Rawan Bencana Hidrometeorologi, BPBD Bandung: Kita Persiapkan Diri!

Muhammad Iqbal - detikNews
Kamis, 16 Sep 2021 14:42 WIB
Ilustrasi Hujan Deras Angin Kencang Genangan Air
Foto: Ilustrasi oleh Zaki Alfarabi
Kabupaten Bandung -

Badan Penanggulangan Bencana Daerah (BPBD) Kabupaten Bandung mewaspadai terjadinya bencana hidrometeorologi di saat musim penghujan kali ini. Sebagian besar daerah dari hulu hingga hilir dikategorikan rawan bencana.

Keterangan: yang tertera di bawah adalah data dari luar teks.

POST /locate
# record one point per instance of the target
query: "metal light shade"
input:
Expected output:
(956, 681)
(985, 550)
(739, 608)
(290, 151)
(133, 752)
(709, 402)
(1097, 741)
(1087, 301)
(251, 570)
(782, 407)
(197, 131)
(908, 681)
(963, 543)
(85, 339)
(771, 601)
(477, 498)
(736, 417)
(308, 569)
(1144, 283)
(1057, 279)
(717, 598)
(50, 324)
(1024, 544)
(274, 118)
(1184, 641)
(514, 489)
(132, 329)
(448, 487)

Sebelumnya, Badan Meteorologi, Klimatologi dan Geofisika (BMKG) telah mengeluarkan peringatan dini menyoal bencana hidrometeorologi. Peringatan tersebut menyusul prediksi musim penghujan yang datang lebih awal di tahun ini.

Kepala BPBD Kabupaten Bandung Akhmad Djohara mengatakan pihaknya tengah mempersiapkan sejumlah langkah untuk mengantisipasi terjadinya bencana.

"Kita sudah mendapatkan juga fatwa dari BMKG seperti itu (bencana hidrometeorologi). Dalam menghadapi cuaca ekstrem kita harus semua mempersiapkan diri. Termasuk Bandung dan kabupaten Bandung khususnya," ujar Akhmad saat dihubungi detikcom, Kamis (16/9/2021).

"Kita sudah menyiapkan personel, serta mengaktifkan juga jam piket, mengecek keberadaan posko, serta sejumlah peralatan lainnya, pompa penyedot air dan lainnya ini kita inventarisir supaya nanti dapat digunakan," lanjutnya.

Menurutnya sejumlah daerah di Kabupaten Bandung dikategorikan rawan bencana. Saat ini tercatat, yang sering kali terkena bencana berada di hulu dan hilir.

Bencana banjir bandang dan longsor sering terjadi di Kertasari, Pangalengan, Ciwidey, Rancabali dan Pasirjambu. Kemudian bencana banjir sering kali terjadi di Baleendah, Dayeuhkolot dan Bojongsoang.

"Sering sekali terjadi di awal musim penghujan itu. Kemudian angin puting beliung itu yang harus diwaspadai, hampir semua wilayah di kabupaten Bandung termasuk rawan puting beliung," ucapnya.

Ia meminta agar masyarakat yang berada di titik rawan bencana agar berhati-hati ketika turun hujan deras. Warga diminta untuk segera mencari tempat yang aman.

"Ada relawan kita juga padukan. Karena kita kan kekurangan personil. Jadi kita lakukan tiap malam ada piket dengan 6 orang, untuk antisipasi bencana ketika di malam hari. Untuk mengkoordinasikan apabila terjadi kebencanaan. Partisipasi masyarakat sudah barang tentu diharapkan sekali bagai mana penanganan kebencanaan," ujarnya.

"Semua warga harus waspada mengenai bencana yang mungkin terjadi di wilayahnya. Sekarang yang tinggal di sekitar tebing curam harus hati hati dengan bahaya longsor, ketika ada hujan cukup besar ada baiknya mengamankan diri ke daerah yang cukup aman," pungkasnya.